In severe cases, patients generally begin to deteriorate around three to five days after symptom onset. Deterioration is rapid, with many patients progressing to respiratory failure within 24 hours, requiring immediate admission to an intensive care unit, Shindo said.
While most such patients need to be put on ventilators right away, some are not helped by this treatment, Shindo noted.
In some places, she said, emergency rooms have been overwhelmed with patients, many requiring critical care.
The good news is that quick treatment with the antiviral drugs oseltamivir, made by Roche AG under the brand name Tamiflu, and zanamivir, made by GlaxoSmithKline as Relenza, helps a great deal, she said.
Usually influenza is a disease of the upper respiratory tract, affecting the nose and throat. But H1N1 goes deeper, into the lungs.
This virus really likes the lower respiratory tract. That means this virus is very likely to cause viral pneumonia compared to seasonal influenza, Shindo told a news conference.
Among the doctors speaking to the WHO meeting was Dr. Anand Kumar of St. Boniface Hospital in Winnipeg, Manitoba, who reported swine flu's effects in the Journal of the American Medical Association this week.
At one point, 50 percent of the available ICU (intensive care unit) beds in the entire city were filled with H1N1 patients, Kumar said in a telephone interview. We basically maxed out our capacity.

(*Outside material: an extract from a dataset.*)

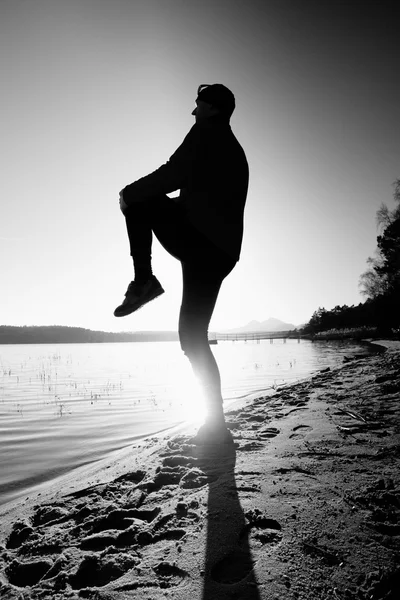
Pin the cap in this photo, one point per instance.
(219, 96)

Shindo said WHO was struggling to understand what the risk factors are for a serious bout with swine flu.
Although the exact role of obesity is poorly understood at present, obesity and especially morbid obesity have been present in a large portion of severe and fatal cases, Shindo said. Obesity has not been recognized as a risk factor in either past pandemics or seasonal influenza.